If state lawmakers have their way, drivers can even advocate a position or belief they fervently hold — renouncing the constitutionally protected right of abortion, for example, by purchasing a “Choose Life” plate.
What they won’t be able to do, though, is express the opposing view.
That’s because when the General Assembly approved more than 70 new plates near the end of the 2011 session – including the “Choose Life” plate – they rejected plates conveying a pro-choice theme, such as “Respect Choice” or “Trust Women. Respect Choice.”
At the time, critics said that by permitting drivers on one side of an issue to purchase plates supporting their views while denying those on the opposing side the same opportunity, the state was engaging in viewpoint discrimination.
And when the American Civil Liberties Union of North Carolina filed suit alleging as much, U.S. District Judge James C. Fox agreed, ruling in December 2012 that the state’s offering of a Choose Life license plate in the absence of a pro-choice plate violated the First Amendment.

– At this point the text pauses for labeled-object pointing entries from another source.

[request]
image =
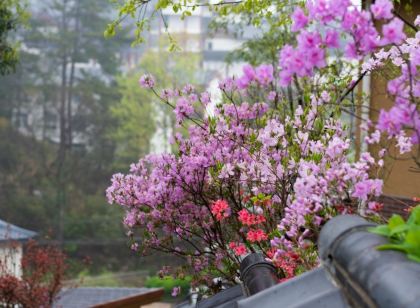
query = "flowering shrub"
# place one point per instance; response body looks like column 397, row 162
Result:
column 403, row 236
column 316, row 54
column 238, row 175
column 42, row 279
column 271, row 165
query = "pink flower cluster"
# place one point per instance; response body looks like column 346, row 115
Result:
column 249, row 219
column 263, row 169
column 343, row 27
column 239, row 249
column 220, row 209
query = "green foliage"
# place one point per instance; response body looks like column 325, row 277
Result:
column 12, row 14
column 257, row 13
column 403, row 236
column 136, row 114
column 168, row 283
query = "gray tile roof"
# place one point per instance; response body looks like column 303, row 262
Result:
column 90, row 296
column 309, row 290
column 353, row 273
column 12, row 232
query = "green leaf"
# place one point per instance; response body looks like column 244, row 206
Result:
column 399, row 229
column 380, row 230
column 399, row 247
column 395, row 221
column 415, row 258
column 413, row 237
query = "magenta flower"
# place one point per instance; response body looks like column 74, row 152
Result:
column 332, row 39
column 147, row 81
column 264, row 74
column 382, row 9
column 176, row 291
column 393, row 32
column 300, row 20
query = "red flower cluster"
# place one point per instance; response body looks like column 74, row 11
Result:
column 238, row 249
column 220, row 209
column 43, row 275
column 249, row 219
column 256, row 236
column 288, row 262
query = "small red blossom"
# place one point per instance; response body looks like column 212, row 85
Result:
column 256, row 236
column 375, row 206
column 220, row 209
column 288, row 263
column 409, row 209
column 249, row 219
column 238, row 249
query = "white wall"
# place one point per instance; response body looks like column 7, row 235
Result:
column 10, row 258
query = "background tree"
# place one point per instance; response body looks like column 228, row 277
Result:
column 12, row 15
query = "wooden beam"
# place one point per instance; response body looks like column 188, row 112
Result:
column 134, row 301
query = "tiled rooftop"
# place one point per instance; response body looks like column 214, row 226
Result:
column 12, row 232
column 88, row 297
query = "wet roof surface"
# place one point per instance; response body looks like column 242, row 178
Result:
column 12, row 232
column 88, row 297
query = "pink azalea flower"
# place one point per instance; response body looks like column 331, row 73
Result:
column 382, row 9
column 300, row 20
column 220, row 209
column 147, row 81
column 393, row 32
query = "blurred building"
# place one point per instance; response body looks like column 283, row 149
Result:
column 11, row 247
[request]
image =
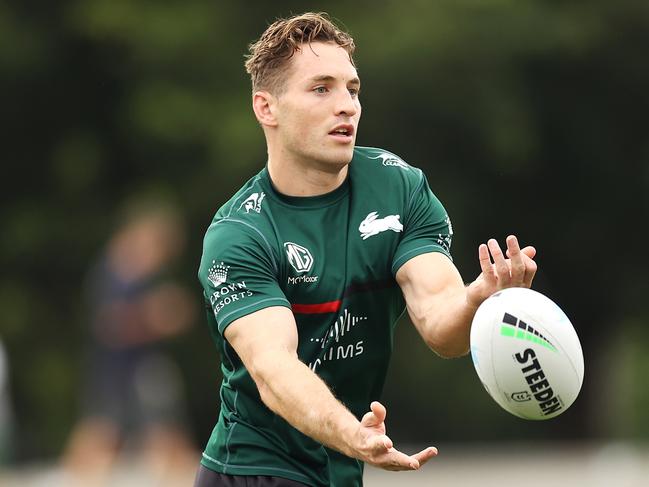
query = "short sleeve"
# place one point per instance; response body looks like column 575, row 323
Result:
column 238, row 272
column 427, row 227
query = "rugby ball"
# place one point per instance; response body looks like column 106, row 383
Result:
column 527, row 353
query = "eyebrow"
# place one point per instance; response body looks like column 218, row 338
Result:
column 329, row 78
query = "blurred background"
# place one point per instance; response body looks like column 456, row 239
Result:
column 128, row 122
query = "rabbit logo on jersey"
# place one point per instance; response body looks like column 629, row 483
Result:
column 253, row 203
column 373, row 225
column 388, row 159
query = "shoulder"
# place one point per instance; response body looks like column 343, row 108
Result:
column 240, row 227
column 380, row 166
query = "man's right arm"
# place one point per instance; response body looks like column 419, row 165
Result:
column 266, row 341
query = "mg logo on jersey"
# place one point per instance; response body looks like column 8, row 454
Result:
column 373, row 225
column 299, row 257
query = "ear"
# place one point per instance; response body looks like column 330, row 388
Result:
column 264, row 106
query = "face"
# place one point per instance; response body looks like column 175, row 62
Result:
column 318, row 111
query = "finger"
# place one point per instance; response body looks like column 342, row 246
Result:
column 528, row 254
column 485, row 264
column 379, row 411
column 380, row 444
column 516, row 264
column 396, row 461
column 425, row 455
column 529, row 251
column 530, row 269
column 502, row 269
column 375, row 417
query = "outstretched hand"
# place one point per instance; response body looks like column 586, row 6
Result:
column 517, row 270
column 376, row 448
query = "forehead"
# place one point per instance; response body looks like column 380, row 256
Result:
column 321, row 59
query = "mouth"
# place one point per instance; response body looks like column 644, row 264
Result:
column 343, row 132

Now it’s up to the Fourth U.S. Circuit Court of Appeals in Richmond to decide which plates the state must offer, and this morning the court is hearing arguments from both the state and from ACLU-NC on this question.
A matter of choice
On its website, the state Division of Motor Vehicles invites drivers to purchase special interest license plates which “allow citizens with common interests to promote themselves and/or their causes.”
“Make a statement with a specialized or personalized license plate,” the division says elsewhere on the site.

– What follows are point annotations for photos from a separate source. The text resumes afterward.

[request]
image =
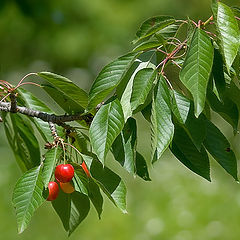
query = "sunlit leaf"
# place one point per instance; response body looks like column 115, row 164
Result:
column 22, row 140
column 180, row 106
column 142, row 85
column 186, row 152
column 27, row 196
column 124, row 146
column 219, row 147
column 141, row 167
column 197, row 68
column 162, row 128
column 228, row 33
column 109, row 182
column 72, row 209
column 67, row 88
column 109, row 78
column 106, row 125
column 153, row 25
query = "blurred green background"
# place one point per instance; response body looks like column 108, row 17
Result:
column 76, row 38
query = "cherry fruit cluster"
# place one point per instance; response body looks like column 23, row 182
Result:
column 63, row 174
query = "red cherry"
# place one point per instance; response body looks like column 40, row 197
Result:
column 64, row 172
column 67, row 187
column 84, row 167
column 53, row 191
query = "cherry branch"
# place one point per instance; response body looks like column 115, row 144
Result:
column 46, row 117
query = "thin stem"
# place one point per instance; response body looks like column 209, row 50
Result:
column 4, row 97
column 25, row 83
column 237, row 18
column 208, row 21
column 29, row 74
column 68, row 144
column 176, row 64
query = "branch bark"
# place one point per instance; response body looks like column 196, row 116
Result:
column 46, row 117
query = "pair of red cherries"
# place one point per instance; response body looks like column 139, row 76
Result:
column 64, row 174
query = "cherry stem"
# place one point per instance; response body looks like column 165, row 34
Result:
column 29, row 74
column 237, row 18
column 68, row 144
column 208, row 21
column 4, row 97
column 31, row 83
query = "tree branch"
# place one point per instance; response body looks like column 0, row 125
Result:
column 59, row 120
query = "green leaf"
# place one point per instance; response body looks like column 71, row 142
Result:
column 228, row 33
column 186, row 152
column 65, row 102
column 227, row 109
column 80, row 140
column 127, row 89
column 162, row 128
column 141, row 167
column 146, row 112
column 95, row 196
column 196, row 129
column 218, row 73
column 72, row 209
column 110, row 183
column 50, row 161
column 124, row 146
column 22, row 140
column 105, row 127
column 80, row 207
column 180, row 106
column 80, row 180
column 28, row 100
column 27, row 196
column 66, row 88
column 109, row 78
column 153, row 25
column 142, row 85
column 197, row 68
column 218, row 146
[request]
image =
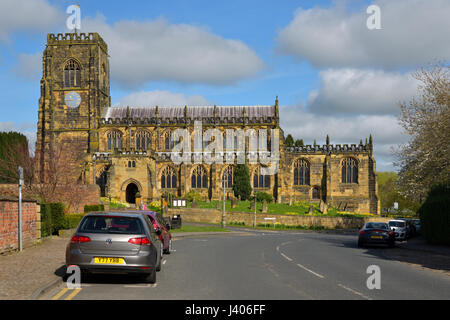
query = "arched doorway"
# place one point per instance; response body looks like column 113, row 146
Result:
column 130, row 192
column 316, row 193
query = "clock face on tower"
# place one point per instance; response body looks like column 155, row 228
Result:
column 72, row 99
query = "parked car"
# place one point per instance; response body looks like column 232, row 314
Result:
column 162, row 229
column 400, row 229
column 376, row 233
column 116, row 243
column 417, row 225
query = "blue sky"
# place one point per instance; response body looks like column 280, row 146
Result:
column 332, row 75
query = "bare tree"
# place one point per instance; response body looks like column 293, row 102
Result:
column 60, row 179
column 425, row 160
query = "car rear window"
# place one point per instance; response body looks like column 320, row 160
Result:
column 109, row 224
column 379, row 225
column 397, row 224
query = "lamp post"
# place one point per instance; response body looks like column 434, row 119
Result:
column 20, row 171
column 223, row 207
column 254, row 222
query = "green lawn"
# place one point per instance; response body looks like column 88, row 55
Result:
column 298, row 208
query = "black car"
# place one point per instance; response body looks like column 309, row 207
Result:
column 410, row 226
column 376, row 233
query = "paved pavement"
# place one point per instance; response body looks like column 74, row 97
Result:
column 244, row 265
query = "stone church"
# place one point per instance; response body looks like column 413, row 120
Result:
column 127, row 148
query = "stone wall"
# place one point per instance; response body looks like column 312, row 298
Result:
column 215, row 216
column 9, row 223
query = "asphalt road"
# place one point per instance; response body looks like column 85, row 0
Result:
column 277, row 265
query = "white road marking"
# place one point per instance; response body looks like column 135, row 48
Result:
column 314, row 273
column 141, row 285
column 354, row 292
column 285, row 256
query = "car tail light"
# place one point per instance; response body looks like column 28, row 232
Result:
column 139, row 241
column 80, row 239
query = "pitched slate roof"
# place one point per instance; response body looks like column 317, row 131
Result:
column 192, row 112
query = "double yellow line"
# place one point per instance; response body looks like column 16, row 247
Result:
column 63, row 292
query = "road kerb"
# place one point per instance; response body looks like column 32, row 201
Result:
column 47, row 287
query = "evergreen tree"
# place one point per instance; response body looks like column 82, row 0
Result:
column 13, row 153
column 241, row 187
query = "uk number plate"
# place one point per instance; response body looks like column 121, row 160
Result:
column 108, row 260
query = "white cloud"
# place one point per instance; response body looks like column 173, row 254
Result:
column 413, row 33
column 25, row 15
column 161, row 98
column 361, row 91
column 156, row 50
column 349, row 129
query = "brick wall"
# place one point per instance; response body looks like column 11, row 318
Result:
column 9, row 224
column 215, row 216
column 88, row 194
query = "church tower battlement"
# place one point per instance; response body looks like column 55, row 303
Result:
column 75, row 90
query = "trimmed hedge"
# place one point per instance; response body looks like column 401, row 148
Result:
column 52, row 218
column 435, row 215
column 94, row 207
column 261, row 196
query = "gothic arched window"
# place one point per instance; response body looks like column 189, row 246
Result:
column 349, row 170
column 227, row 177
column 114, row 140
column 301, row 173
column 168, row 178
column 143, row 140
column 104, row 77
column 199, row 178
column 72, row 74
column 168, row 143
column 260, row 180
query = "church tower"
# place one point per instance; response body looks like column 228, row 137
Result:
column 74, row 92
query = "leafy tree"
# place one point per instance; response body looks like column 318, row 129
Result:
column 435, row 215
column 289, row 141
column 14, row 152
column 389, row 192
column 242, row 188
column 425, row 160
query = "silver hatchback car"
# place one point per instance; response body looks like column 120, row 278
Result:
column 116, row 243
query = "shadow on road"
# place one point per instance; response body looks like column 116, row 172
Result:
column 403, row 252
column 102, row 278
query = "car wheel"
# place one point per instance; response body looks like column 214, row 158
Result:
column 151, row 277
column 169, row 248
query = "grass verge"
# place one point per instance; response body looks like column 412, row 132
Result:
column 188, row 228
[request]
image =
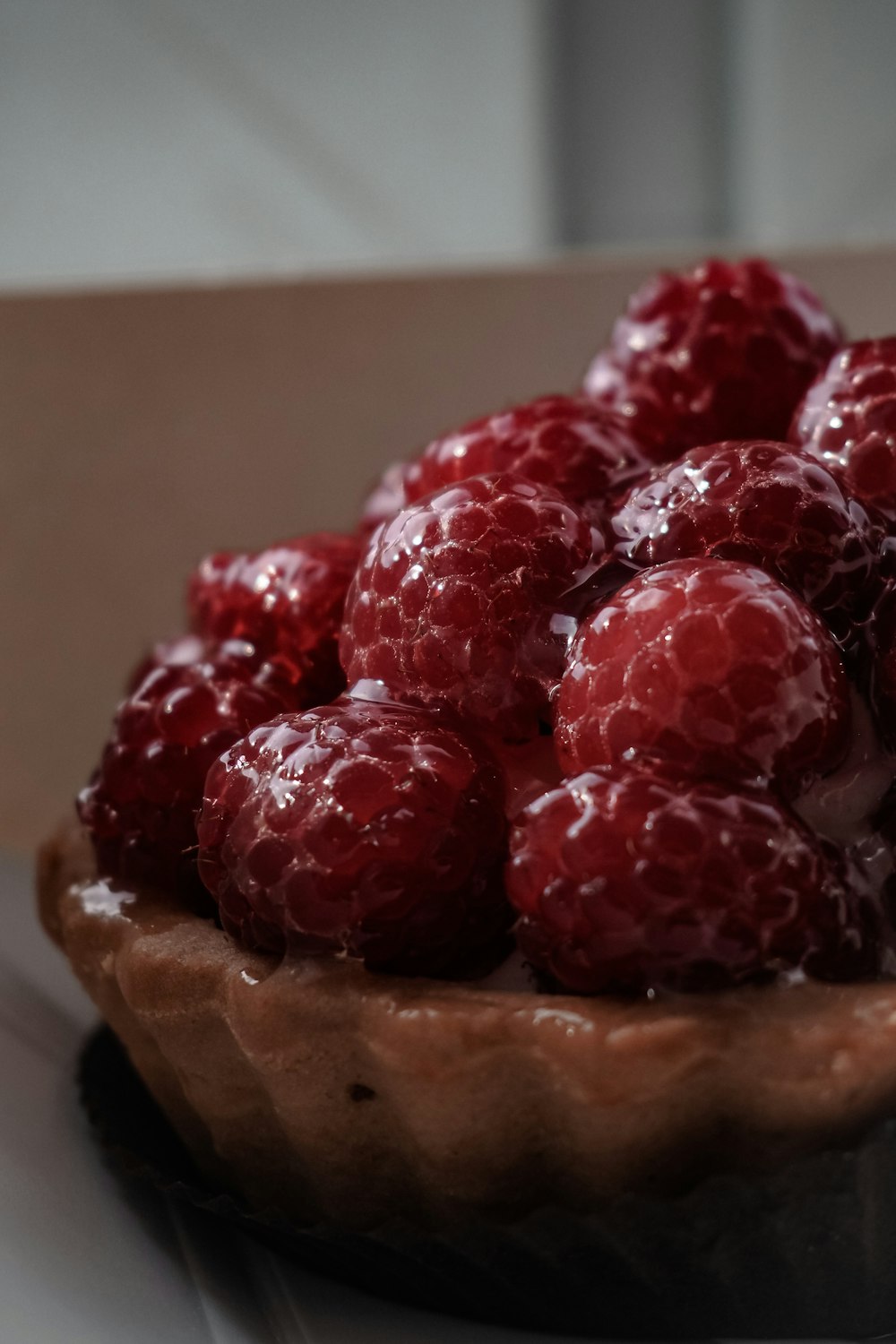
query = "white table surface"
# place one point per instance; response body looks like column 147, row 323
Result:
column 86, row 1260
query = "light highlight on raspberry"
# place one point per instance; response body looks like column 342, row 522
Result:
column 581, row 449
column 712, row 666
column 191, row 702
column 288, row 601
column 627, row 881
column 373, row 830
column 848, row 419
column 764, row 503
column 723, row 351
column 470, row 599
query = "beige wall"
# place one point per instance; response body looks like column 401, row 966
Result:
column 140, row 430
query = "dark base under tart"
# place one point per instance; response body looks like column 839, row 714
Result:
column 807, row 1250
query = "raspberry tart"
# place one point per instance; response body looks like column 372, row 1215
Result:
column 500, row 900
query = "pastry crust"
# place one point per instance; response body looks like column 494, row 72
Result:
column 324, row 1091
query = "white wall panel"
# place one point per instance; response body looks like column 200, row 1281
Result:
column 163, row 137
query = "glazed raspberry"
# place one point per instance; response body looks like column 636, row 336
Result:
column 712, row 666
column 723, row 351
column 848, row 419
column 883, row 667
column 764, row 503
column 193, row 702
column 626, row 881
column 367, row 828
column 469, row 597
column 288, row 601
column 583, row 451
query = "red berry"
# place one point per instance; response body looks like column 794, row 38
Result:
column 288, row 601
column 848, row 419
column 568, row 443
column 763, row 503
column 712, row 666
column 469, row 597
column 367, row 828
column 626, row 881
column 882, row 640
column 193, row 702
column 723, row 351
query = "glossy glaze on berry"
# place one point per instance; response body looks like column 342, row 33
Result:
column 191, row 703
column 848, row 419
column 469, row 599
column 288, row 601
column 724, row 351
column 627, row 881
column 633, row 625
column 712, row 666
column 763, row 503
column 581, row 449
column 366, row 828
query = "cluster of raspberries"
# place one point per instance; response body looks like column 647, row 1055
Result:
column 575, row 679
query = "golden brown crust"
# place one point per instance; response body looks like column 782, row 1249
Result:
column 319, row 1089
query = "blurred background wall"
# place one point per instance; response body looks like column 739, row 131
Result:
column 161, row 139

As proposed in 2011, drivers buying the “Choose Life” plate would pay $25.00 per year– in addition to the regular registration fee — $15.00 of which would go to support the Carolina Pregnancy Care Fellowship. None of the funds collected for the plate could go to any entity that provides or promotes abortion.

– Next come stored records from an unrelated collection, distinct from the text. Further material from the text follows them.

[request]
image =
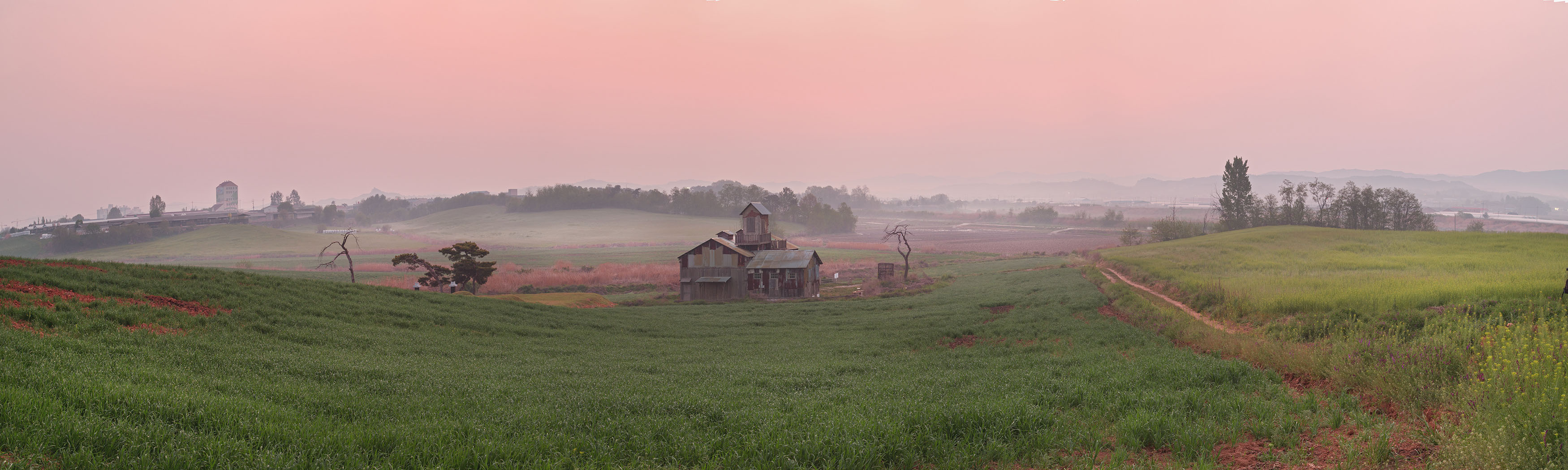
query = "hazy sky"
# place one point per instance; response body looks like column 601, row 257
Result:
column 118, row 101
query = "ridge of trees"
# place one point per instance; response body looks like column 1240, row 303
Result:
column 1318, row 204
column 818, row 215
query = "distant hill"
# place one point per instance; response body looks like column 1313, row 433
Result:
column 1553, row 182
column 493, row 224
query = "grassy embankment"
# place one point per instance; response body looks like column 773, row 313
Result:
column 1430, row 320
column 328, row 375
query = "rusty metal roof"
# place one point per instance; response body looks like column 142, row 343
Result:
column 727, row 243
column 731, row 245
column 774, row 259
column 761, row 209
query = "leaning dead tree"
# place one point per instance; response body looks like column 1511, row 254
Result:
column 342, row 248
column 900, row 239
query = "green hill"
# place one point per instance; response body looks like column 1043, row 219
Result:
column 1288, row 270
column 241, row 240
column 493, row 224
column 170, row 367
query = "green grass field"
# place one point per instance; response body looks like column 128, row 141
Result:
column 493, row 224
column 328, row 375
column 242, row 240
column 1292, row 270
column 1430, row 322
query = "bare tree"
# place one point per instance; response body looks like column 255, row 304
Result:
column 342, row 248
column 900, row 237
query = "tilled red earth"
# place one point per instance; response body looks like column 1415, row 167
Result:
column 1003, row 239
column 190, row 308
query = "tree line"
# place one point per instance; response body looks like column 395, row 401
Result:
column 818, row 215
column 1318, row 204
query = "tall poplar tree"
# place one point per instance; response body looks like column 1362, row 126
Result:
column 1236, row 198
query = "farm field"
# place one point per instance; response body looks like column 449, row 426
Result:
column 995, row 369
column 1001, row 239
column 22, row 246
column 241, row 240
column 1288, row 270
column 1457, row 325
column 493, row 224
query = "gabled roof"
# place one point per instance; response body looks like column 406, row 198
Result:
column 727, row 243
column 761, row 209
column 772, row 259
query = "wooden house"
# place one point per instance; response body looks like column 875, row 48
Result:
column 749, row 262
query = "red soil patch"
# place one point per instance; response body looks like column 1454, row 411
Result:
column 18, row 305
column 195, row 309
column 27, row 328
column 157, row 330
column 79, row 267
column 51, row 292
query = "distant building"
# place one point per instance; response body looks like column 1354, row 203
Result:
column 749, row 262
column 125, row 211
column 228, row 198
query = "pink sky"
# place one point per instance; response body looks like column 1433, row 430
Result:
column 118, row 101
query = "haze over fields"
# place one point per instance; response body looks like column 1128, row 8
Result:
column 115, row 103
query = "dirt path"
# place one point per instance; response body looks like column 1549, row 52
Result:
column 1200, row 317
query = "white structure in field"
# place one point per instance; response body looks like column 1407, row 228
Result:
column 228, row 198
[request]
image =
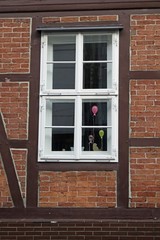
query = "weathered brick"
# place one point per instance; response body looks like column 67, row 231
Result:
column 15, row 32
column 144, row 180
column 144, row 37
column 77, row 189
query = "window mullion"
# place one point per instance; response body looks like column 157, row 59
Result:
column 79, row 62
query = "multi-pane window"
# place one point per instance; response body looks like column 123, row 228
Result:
column 79, row 97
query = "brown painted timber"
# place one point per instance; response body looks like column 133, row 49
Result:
column 73, row 5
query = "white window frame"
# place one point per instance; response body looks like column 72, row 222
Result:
column 78, row 94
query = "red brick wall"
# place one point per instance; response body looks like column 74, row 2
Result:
column 77, row 189
column 74, row 19
column 145, row 42
column 100, row 230
column 15, row 45
column 145, row 177
column 145, row 108
column 14, row 107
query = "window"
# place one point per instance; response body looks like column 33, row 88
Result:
column 79, row 97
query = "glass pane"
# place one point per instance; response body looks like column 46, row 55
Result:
column 96, row 113
column 59, row 139
column 59, row 113
column 97, row 75
column 61, row 48
column 61, row 76
column 97, row 139
column 97, row 47
column 63, row 114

The plate is the brainchild of Choose Life America, Inc., an organization whose mission is to promote the sale of Choose Life license plates throughout the country so that proceeds can be used to “encourage adoption as a positive choice for women with unplanned pregnancies.”
So far, the organization can claim victory in 34 states (according to its website), with drivers purchasing plates that resemble the design and logo promoted by the group.
But the organization’s success does not mean that states have likewise been able to promote plates expressing one viewpoint to the exclusion of another. When it comes to picking and choosing, seven of the eight U.S. Circuit Courts of Appeal to have considered the issue – including the Fourth – have held that such plates must be “viewpoint neutral,” i.e. not favoring one position over another. Only the Sixth Circuit has held differently.
Whose message is it?
The key question before the district court, and now the Fourth Circuit, is whether the message conveyed on the license plate constitutes government or private speech.
The U.S. Supreme Court has held that regulation of private speech – here, drivers expressing a pro-life view by purchasing and displaying the license plate — is subject to scrutiny under the Free Speech clause of the First Amendment. But government speech — lawmakers advocating a state pro-life position through the plates – is not.
In the court below, Judge Fox held that the Choose Life plates were not a form of government speech but rather “were part of a larger program encouraging private speech by North Carolina drivers.”
The state advertised the plates as a way for North Carolina drivers to express their affinity for certain interests, Fox found. And it was ultimately the drivers who controlled the message. Unless and until they paid for the plates and displayed them on their vehicles, the message would not be disseminated.
Because the Choose Life plate was not government speech, Fox concluded, the offering of the plate in the absence of a pro-choice plate constituted viewpoint discrimination in violation of the First Amendment.
But the state contends that the many plates approved by lawmakers and offered to drivers are meant to convey a government message. As argued in briefs submitted to the court:
Compelling the state to provide alternate viewpoints “would force North Carolina either to allow opposing viewpoints—Undermine Our Troops, Clear-Cut the Great Smoky Mountains, In Atheism We Trust, Kids Last, and Tobacco Causes Cancer—or to terminate its specialty plate program.”
What the state overlooks, said the ACLU’s Chris Brook – who will be arguing his point before the court this morning – is that there are plenty of North Carolina drivers who support a pro-choice message and whose viewpoint is being excluded. And it is the drivers’ message. They pay for the plates and display the message on their cars.
“At bottom this case is about whether the state can open a venue to speech and then turn away speakers because of their political opinions,” Brook said. “All North Carolinians, regardless of the ideological leanings should be uncomfortable with that notion.”
(Noelle Talley, spokesperson for Attorney General Roy Cooper’s office, said that because this litigation is pending the Attorney General would not comment.)